Aroma (II)
Aparece de repente, frecuentemente y sin invitación. Como si fuese una idea cansada de las vueltas propias de la rumiación, se asienta en el rincón más alejado de la cabeza con la intención de pasar desapercibido, pero fracasa miserablemente. En los mismos rincones donde reposan las filosas memorias de los malos tiempos, se desfigura indeciso entre la invasión y la coexistencia. Conoce bien los riesgos de hacerse plenamente presente y le rehuye a la aparatosa cadena de acontecimientos que se desligan de los ataques de pánico que me provoca.
Está en mi cabeza, únicamente, aunque no sé por qué.
Se mantiene sin nombre, sin una hoja de ruta concisa, negándose a tomar forma y dejarse aprisionar. Lo siento en la piel, correteando como una pulsación, engañando a los demás sentidos. A veces denso, personifica una bruma que cubre los ojos desde adentro, como un homúnculo perverso que quiere cegarme. A veces sutil, simula estar fuera, susurrando desde la habitación contigua un poema indescifrable y repetitivo. Otrora fuerte, estropeaba las comidas con el sabor metalizado del mercurio y el dulzón amargo de la basura bajo el sol.

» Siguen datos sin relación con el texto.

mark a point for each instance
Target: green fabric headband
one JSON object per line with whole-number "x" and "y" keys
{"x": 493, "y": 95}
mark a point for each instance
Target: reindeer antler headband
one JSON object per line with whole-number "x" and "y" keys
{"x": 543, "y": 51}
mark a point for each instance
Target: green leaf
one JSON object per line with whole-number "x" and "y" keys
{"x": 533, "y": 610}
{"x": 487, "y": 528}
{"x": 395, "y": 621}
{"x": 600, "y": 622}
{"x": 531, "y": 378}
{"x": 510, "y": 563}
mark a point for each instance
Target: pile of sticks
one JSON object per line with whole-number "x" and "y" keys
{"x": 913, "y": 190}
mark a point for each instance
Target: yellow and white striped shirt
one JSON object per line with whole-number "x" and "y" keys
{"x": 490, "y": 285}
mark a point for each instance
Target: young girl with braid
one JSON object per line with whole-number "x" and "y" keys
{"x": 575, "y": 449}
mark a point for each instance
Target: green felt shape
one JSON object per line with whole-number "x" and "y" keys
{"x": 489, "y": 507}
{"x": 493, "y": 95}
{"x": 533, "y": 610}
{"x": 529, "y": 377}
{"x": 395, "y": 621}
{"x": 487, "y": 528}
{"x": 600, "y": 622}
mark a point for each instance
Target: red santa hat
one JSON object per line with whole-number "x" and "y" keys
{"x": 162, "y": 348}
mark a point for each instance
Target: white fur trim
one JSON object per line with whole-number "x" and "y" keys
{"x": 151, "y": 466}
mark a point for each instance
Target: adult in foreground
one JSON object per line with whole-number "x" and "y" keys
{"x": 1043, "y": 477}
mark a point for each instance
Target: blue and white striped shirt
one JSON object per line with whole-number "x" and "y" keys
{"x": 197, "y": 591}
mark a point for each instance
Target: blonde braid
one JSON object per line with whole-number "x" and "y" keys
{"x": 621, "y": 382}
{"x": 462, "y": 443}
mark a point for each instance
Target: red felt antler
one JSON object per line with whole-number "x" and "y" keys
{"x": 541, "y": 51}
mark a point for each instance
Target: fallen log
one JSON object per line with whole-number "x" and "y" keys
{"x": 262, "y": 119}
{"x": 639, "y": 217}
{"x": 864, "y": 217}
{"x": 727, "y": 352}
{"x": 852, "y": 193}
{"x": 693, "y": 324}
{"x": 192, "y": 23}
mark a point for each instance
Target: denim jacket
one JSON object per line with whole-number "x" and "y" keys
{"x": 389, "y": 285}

Día tras día, se va sintiendo en casa, ocupa espacios. De observar las tareas cotidianas, pasa a leer los pensamientos recurrentes y de alimentar el cansancio que acumulan los días, termina desempolvando asuntos zanjados, como queriendo jugar a reconstruir situaciones cuidadosamente enterradas.
Con la confianza que le otorgan los días que pasa recorriendo los cuatro lóbulos, se vuelve descuidado y en las mañanas revienta contra mi nariz. Justo en el filo de la vigilia del primer instante del día, se abalanza como una corriente de viento que se cuela por las ventanas en un coche que va a toda velocidad.
Empieza a propagarse por los pulmones, haciendo pesada una respiración ya castigada por el tabaquismo itinerante. Desde allí, capitaliza el pecho y se aferra a las costillas, abrazándome con la fuerza necesaria para que note su presencia, pero cuidándose de no invalidar ningún movimiento.
Sabe que no puede asfixiarme, sé muy bien que no puedo deshacerme de él, y el empate técnico acentúa la molestia que esconde una simbiosis patética. Con la cabeza repleta de sus pisadas y el pecho hinchado, puede ahora desgarrar con violencia el estómago, y lo hace sin pensar.
Vienen las náuseas, viene el silencio, viene ese aroma particular.
No emana de ningún lugar ni se asienta en ningún objeto. No está dentro de mi nariz por mucho que hurgue en ella y no brota de mi piel. No es un aroma particularmente fétido, e incluso, por momentos, pareciese un perfume agradable, aunque lleve consigo una pesadez tóxica que previene.
A veces lo imagino como una sombra trepando las paredes o como una máquina del tiempo que no logro echar a andar. ¿Me recuerda algo? - No lo sé. A veces se asemeja a un diamante incrustado en un torso color violeta que vuela embriagado de belleza, a un ícaro precavido que prefiere volar bajo.
Jugueteamos juntos con el suicidio a bocanadas, correteando ansiosamente por las soluciones fáciles. Eternamente abrumados el uno por el otro, disfrutamos el descenso inalterable de una derrota conjunta. En la cúspide de la metamorfosis a la que me empuja, se parece al aroma de la luna, incalculable. Es su brillo reflectante en la bóveda celeste. Es un aroma condenado a sentirse y escucharse a través de mis palabras, condenado a un idioma limitante y extraño.
Lo compadezco por tener que atormentarme. Lo he visto ser paciente, hacerse infinito; lo he visto a regañadientes retirándose al olvido. Lo he visto suicidarse, encontrándose inmortal.
Al hacerse grande, puedo despistarlo, y por instantes saboreo una paz quebradiza y maliciosa, pero no tarda en arremeter y asentarse en la tempestad. Condenados a un ciclo ridículo de obviedades, las náuseas se transmutan y vomito poemas que apestan a autoengaños.
Ahora no está en mi cabeza, sino afuera, rodeándolo todo. Paradójicamente, mi cuerpo ya no es suficiente. Se irrita y me golpea, pero huye.
Sé que volverá empequeñecido, ese aroma metálico que se asienta detrás de la cabeza.
Me engañaría al decir que no lo espero de vuelta, aunque lo deteste. Tal vez algún día ese aroma me asfixie, cierre con fuerza sus inexistentes puños en mis costillas, colapse mis pulmones y descubra horrorizado el sabor a sangre que le impregna.
Sabrá entonces que son suyos todos los huesos y todo el cuerpo que sustenta una existencia que lo ata irremediablemente al mundo, y se rendirá.